Five years old. Alone.
He stared, unmoving, his thoughts thick and bitter.
I didn't cheer when the flame appeared.
I didn't cry when the angel was mentioned.
I just stood there… remembering.
Remembering that night.
The wyvern. Its shriek like steel grating against bone. The fire that swallowed his mother's voice.
Jae's bloodied armor. His final words.
And then—
Nothing.
No angel. No power. No one.
Where was my dream?
Where was my question?
He glanced down at his hands. Small. Weak. Useless.
I begged to live that night. I screamed for help.
But nobody came.
Why Roger? Why not me?
Around him, the crowd whispered words like chosen, savior, miracle. But to Rover, they were salt in a wound that refused to close.
He turned away.
---
Later That Night
The wind howled through the shattered alleyways of Seoul's outer zones. Concrete dust swirled like ash. Beneath a broken overpass, Rover stood before a half-burned billboard, fists raised.
Thud.
Thud.
Thud.
He punched the rusted metal again and again. Pain shot through his fingers. His knuckles were raw, blood mixing with grime.
His breath came in gasps.
Again.
And again.
The billboard didn't fight back. But it hurt. It hurt enough to feel real.
"Why wasn't I enough?"
His voice cracked as he struck the wall harder. The words choked out between sobs.
"Why didn't she choose me?"
Memories clawed at him—his mother's smile, the warmth of her arms, the way her voice wrapped around him like a lullaby. Jae's desperate roar, the explosion that shook the street.
They died for me.
And I got nothing in return.
Tears streamed down his face as he sank to his knees. He hated crying. It made him feel small again.
But tonight, he couldn't stop.
"I'll get stronger," he whispered. "Even if I have to tear the power from the gods."
His words were a prayer, a curse, a promise.
---
December 10 — His Sixth Birthday
The sky hung gray and heavy with snow, but none fell.

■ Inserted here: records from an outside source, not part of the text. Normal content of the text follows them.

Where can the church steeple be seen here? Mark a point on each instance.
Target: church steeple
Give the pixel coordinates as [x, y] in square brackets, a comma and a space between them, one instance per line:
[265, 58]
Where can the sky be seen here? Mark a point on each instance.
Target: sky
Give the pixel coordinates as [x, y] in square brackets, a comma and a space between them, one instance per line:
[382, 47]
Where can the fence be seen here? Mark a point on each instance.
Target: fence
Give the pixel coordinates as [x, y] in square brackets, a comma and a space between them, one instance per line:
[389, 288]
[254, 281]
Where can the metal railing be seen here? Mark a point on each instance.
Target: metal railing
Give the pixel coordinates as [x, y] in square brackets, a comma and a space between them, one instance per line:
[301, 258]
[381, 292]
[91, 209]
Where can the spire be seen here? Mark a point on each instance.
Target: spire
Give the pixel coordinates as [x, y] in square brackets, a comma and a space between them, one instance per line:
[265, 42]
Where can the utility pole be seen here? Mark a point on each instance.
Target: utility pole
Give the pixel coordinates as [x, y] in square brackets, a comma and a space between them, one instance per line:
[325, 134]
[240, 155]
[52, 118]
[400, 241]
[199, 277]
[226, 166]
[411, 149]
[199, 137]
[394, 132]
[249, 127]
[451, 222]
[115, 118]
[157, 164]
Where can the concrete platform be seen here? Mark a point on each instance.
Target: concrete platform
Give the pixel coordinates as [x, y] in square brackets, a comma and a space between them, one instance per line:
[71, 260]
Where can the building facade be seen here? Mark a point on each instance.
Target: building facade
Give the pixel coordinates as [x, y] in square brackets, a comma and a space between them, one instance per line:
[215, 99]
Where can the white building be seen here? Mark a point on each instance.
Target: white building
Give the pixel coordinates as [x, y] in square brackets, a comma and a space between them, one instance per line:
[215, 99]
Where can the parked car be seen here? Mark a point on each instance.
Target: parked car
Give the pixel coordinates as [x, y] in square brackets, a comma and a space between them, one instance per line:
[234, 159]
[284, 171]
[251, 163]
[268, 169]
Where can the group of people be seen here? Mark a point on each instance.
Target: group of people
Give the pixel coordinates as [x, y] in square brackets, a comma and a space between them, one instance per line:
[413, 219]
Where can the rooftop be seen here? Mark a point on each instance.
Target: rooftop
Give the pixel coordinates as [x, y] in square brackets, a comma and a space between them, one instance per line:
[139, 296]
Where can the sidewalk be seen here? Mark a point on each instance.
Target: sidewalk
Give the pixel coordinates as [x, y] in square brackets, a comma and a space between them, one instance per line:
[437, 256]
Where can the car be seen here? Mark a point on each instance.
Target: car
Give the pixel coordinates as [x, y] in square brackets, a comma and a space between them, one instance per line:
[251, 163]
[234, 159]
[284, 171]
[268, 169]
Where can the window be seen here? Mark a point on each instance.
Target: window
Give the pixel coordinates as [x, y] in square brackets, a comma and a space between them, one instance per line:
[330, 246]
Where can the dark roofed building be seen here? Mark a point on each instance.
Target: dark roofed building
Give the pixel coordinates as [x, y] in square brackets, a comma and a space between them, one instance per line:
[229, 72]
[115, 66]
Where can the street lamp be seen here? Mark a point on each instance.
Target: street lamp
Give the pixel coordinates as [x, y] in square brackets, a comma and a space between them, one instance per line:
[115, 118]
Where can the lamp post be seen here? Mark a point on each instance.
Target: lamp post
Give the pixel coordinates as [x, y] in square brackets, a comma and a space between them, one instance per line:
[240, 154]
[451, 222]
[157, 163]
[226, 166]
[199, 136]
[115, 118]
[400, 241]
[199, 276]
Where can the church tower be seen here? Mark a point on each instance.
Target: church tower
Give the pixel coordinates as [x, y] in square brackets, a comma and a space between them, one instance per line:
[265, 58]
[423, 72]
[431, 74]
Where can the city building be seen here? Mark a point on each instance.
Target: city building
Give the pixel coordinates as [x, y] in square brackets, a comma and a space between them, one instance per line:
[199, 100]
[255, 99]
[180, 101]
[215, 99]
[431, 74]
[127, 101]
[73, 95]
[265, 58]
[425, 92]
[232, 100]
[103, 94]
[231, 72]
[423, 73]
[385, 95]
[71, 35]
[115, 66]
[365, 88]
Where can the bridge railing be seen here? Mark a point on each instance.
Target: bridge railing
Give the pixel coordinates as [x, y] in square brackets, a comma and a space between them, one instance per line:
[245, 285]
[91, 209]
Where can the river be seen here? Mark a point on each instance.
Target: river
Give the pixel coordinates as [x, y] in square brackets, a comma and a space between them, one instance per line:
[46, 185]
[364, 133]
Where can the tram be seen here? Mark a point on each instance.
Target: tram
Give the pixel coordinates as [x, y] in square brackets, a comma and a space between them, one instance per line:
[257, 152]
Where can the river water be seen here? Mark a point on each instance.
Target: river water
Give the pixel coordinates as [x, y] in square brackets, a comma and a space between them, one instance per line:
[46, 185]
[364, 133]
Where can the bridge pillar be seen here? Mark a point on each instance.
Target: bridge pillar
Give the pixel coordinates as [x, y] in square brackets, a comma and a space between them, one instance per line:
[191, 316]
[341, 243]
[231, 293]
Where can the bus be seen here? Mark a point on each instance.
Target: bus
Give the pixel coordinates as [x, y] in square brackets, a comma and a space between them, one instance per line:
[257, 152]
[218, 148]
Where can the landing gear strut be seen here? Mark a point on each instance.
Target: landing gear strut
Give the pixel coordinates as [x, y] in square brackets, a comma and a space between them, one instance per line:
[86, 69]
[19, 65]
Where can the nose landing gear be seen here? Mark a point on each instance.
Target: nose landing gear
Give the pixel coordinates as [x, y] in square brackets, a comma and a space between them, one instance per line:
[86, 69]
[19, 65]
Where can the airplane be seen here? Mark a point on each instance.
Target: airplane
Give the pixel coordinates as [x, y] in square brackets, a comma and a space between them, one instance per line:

It was as if the weather, like the world, had broken.
Rover sat in a dark corner of the abandoned apartment he now called home. Broken windows let in the wind. The floor was lined with old newspapers and stolen blankets.
He held a stale loaf of bread, the corners hardened and cracked. He'd taken it from a shop two days ago—too slow to notice him, too empty to care.
He bit into it slowly. Each chew reminded him of how cold the world had become.
Happy birthday to me, he thought bitterly.
There was no cake. No candles. No warmth. Just the silence.
He looked up at the shattered ceiling. Stars blinked faintly through holes in the roof.
"I'm still here, Mom."
His voice wavered.
"I haven't died yet."
He swallowed a lump in his throat and whispered:
"I miss you."
---
He didn't sleep that night.
Instead, he trained. Punching walls. Lifting rubble. Running laps in the frozen streets. His body was weak, but his resolve was iron.
Every scar was a seed.
Every bruise, a reminder.
He would not beg again.
He would not scream for mercy.
If angels wouldn't choose him—he'd become his own weapon.